HAL YANG PENTING UNTUK MASYARAKAT

  1. Kenali gejala awal difteri.
  2. Segera ke Puskesmas atau Rumah Sakit terdekat apabila ada anak mengeluh nyeri tenggorokan disertai suara berbunyi seperti mengorok (stridor), khususnya anak berumur < 15 tahun.
  3. Anak harus segera dirawat di rumah sakit apabila dicurigai menderita difteria agar segera mendapat pengobatan dan pemeriksaan laboratorium untuk memastikan apakah anak benar menderita difteria.
  4. Untuk memutuskan rantai penularan, seluruh kontak erat (seluruh anggota keluarga serumah, teman bermain, pengasuh) harus segera diperiksa apakah mereka juga menderita atau karier (pembawa kuman) difteri dengan mengambil swab hidung dan mendapat pengobatan (eritromisin 50mg/kg berat badan selama 10 hari).
  5. Lengkapi imunisasi DPT: 
    • Apabila belum pernah mendapat DPT, diberikan imunisasi primer DPT tiga kali dengan interval masing-masing 4 minggu; 
    • Apabila imunisasi belum lengkap segera dilengkapi (lanjutkan dengan imunisasi yang belum diberikan, tidak perlu diulang); 
    • Apabila telah lengkap imunisasi primer (< 1 tahun) perlu ditambah imunisasi DPT ulangan 1x.
  6. Pemberian imunisasi Diphteri pada program imunisasi adalah: 
    • Pada saat bayi berusia 2, 3, 4 bulan dengan interval 4 minggu. 
    • Pada saat batita dengan memberikan booster (ulangan) pada saat bayi berusia 18 bulan (dengan jarak imunisasi DPT sebelumnya minimal 1 tahun)
    • Pada kelas 1 SD/MI melalui BIAS (Bulan Imunisasi Anak Sekolah) dengan memberikan Vaksin DT
    • Pada kelas 2 dan 3 SD/MI dengan memberikan Vaksin Td
  7. Masyarakat harus mengetahui dan memahami bahwa setelah imunisasi DPT, kadang-kadang timbul demam, bengkak dan nyeri ditempat suntikan DPT, yang merupakan reaksi normal dan akan hilang dalam beberapa hari. Bila anak mengalami demam atau bengkak di tempat suntikan, boleh minum obat penurun panas parasetamol sehari 4 x sesuai umur, sering minum jus buah atau susu, serta pakailah baju tipis atau segera berobat ke petugas kesehatan terdekat.
Kejadian luar biasa pada difteri harus segera diatasi secara terencana, baik untuk jangka pendek maupun jangka panjang.

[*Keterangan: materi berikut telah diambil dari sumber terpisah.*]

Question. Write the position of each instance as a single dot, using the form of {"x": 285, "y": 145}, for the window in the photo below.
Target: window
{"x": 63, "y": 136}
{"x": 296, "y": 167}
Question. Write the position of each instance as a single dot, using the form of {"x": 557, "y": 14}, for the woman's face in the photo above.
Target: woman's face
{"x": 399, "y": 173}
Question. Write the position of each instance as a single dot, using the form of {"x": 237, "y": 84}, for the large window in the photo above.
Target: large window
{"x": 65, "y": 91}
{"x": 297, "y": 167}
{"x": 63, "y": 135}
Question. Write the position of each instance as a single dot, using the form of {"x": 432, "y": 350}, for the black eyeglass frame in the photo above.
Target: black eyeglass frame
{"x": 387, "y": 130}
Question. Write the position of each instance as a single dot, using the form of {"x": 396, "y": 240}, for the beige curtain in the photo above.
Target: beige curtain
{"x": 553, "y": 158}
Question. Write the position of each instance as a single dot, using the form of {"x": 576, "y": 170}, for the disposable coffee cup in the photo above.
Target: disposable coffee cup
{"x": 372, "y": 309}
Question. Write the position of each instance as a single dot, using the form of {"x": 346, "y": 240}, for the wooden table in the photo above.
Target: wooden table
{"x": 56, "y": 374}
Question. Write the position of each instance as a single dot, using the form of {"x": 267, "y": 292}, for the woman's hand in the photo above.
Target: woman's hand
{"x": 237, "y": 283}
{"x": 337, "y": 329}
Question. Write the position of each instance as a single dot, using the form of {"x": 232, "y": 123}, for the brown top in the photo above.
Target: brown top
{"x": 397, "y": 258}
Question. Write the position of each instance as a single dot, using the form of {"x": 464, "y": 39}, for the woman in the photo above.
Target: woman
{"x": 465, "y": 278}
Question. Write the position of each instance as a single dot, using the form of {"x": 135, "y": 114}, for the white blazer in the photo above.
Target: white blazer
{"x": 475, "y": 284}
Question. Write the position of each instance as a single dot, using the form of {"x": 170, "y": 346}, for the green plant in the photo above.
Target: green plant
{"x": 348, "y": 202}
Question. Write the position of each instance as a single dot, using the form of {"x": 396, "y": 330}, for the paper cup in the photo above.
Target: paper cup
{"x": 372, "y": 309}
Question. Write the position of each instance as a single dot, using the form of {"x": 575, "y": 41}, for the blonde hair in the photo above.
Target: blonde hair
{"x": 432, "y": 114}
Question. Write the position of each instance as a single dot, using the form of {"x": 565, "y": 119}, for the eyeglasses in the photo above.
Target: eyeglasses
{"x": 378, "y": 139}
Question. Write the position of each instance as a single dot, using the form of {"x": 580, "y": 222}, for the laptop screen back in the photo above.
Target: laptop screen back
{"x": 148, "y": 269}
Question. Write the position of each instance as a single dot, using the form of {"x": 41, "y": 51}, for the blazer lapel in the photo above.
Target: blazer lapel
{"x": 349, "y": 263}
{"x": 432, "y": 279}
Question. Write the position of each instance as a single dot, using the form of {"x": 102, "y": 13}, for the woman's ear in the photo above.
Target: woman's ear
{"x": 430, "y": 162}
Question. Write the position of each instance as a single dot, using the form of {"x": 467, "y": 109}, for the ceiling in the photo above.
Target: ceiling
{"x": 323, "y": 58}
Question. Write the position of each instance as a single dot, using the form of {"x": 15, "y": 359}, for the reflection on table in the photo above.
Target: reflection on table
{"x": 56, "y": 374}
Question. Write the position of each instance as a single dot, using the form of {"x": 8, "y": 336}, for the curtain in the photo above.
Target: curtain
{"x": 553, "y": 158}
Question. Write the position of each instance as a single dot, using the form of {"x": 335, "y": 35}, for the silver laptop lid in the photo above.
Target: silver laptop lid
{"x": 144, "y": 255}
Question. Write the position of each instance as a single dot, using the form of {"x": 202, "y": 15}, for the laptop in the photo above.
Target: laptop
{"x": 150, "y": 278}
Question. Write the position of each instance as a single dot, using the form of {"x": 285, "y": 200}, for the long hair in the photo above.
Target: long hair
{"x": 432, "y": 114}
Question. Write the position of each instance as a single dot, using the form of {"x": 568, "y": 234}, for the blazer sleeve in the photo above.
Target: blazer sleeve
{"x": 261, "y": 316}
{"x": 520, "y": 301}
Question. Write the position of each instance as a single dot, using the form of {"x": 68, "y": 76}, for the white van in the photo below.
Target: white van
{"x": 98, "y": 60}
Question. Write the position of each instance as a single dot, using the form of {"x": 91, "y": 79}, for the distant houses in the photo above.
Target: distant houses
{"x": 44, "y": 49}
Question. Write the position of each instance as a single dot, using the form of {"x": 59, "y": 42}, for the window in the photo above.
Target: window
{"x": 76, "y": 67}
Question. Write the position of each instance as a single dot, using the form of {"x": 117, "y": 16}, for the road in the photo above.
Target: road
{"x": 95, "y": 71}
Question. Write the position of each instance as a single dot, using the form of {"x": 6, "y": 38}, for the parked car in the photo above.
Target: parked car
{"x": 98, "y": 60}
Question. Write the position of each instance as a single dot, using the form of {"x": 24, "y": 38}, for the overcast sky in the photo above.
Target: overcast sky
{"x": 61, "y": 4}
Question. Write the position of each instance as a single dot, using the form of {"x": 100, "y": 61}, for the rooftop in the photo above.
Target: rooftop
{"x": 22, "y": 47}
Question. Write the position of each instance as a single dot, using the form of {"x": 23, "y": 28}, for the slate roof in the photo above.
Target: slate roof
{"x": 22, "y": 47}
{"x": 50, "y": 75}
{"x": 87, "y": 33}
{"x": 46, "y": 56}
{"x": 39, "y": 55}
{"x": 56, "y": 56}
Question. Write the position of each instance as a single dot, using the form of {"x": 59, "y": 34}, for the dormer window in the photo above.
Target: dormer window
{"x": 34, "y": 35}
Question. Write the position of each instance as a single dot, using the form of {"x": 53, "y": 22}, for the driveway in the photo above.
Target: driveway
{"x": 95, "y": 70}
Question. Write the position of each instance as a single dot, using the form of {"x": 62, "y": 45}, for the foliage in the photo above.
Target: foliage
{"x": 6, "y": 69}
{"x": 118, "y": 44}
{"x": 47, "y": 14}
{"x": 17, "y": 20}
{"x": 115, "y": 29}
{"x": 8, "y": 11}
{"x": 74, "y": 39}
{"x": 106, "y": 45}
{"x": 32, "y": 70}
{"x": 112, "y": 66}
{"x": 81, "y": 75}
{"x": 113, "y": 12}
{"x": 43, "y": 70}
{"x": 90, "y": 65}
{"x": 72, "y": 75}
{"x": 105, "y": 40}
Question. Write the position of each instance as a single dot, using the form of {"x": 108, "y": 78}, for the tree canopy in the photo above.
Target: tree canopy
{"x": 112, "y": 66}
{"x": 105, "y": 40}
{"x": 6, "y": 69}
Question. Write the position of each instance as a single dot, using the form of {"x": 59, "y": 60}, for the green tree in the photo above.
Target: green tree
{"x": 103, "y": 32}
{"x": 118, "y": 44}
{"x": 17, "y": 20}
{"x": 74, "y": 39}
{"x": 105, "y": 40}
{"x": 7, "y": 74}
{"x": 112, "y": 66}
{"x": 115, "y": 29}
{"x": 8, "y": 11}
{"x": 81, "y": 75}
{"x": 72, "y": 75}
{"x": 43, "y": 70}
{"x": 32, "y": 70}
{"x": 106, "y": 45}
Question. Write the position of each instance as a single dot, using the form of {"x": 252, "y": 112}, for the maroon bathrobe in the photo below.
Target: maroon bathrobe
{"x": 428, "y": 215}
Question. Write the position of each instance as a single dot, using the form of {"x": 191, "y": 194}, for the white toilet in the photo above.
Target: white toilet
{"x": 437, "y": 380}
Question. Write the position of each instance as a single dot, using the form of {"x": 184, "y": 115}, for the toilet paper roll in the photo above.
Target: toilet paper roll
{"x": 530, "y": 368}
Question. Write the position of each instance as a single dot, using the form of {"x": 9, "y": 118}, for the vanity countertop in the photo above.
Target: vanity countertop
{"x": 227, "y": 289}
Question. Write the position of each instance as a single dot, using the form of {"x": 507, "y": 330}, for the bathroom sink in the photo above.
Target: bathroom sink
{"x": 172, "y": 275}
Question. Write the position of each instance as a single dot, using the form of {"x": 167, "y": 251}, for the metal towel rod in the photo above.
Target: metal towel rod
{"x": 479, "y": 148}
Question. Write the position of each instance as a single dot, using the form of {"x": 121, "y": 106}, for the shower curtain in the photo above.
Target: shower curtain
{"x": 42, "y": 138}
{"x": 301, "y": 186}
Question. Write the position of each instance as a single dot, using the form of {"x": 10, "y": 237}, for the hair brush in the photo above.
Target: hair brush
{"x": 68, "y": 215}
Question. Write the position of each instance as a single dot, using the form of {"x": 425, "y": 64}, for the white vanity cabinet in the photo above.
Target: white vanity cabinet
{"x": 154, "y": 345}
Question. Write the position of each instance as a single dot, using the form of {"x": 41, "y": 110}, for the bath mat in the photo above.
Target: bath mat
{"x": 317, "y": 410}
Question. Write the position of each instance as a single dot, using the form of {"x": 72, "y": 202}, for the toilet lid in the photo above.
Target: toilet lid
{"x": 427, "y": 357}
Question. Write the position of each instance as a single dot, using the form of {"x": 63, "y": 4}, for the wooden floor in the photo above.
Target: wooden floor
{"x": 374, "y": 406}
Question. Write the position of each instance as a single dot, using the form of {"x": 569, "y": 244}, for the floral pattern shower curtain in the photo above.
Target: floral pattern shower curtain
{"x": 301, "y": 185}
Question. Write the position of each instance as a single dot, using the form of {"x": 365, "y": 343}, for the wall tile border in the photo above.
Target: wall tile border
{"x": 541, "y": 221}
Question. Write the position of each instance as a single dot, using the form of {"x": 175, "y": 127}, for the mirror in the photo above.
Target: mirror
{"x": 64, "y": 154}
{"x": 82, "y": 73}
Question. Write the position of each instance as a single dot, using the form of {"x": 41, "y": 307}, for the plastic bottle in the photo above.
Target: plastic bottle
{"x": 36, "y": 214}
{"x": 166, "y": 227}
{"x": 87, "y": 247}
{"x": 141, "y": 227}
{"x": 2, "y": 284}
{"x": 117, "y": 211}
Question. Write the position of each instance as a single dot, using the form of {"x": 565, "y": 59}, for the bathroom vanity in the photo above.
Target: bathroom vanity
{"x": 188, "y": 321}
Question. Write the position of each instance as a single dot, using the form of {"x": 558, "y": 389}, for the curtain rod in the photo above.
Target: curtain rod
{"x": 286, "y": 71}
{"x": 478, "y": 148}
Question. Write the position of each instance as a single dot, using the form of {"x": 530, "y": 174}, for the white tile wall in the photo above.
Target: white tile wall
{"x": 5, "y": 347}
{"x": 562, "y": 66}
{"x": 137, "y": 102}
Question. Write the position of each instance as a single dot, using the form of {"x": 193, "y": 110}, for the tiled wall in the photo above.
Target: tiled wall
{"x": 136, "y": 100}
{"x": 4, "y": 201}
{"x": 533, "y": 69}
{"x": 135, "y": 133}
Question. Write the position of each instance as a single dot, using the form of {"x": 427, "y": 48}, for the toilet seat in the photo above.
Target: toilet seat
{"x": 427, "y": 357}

Edukasi mengenai imunisasi harus senantiasa diberikan oleh setiap petugas kesehatan pada setiap kesempatan bertemu orang tua pasien.

Seluruh jajaran Kesehatan, lintas sektor terkait dan masyarakat diharapkan turut berpartisipasi aktif dalam memberantas difteri dan meningkatkan cakupan imunisasi DPT.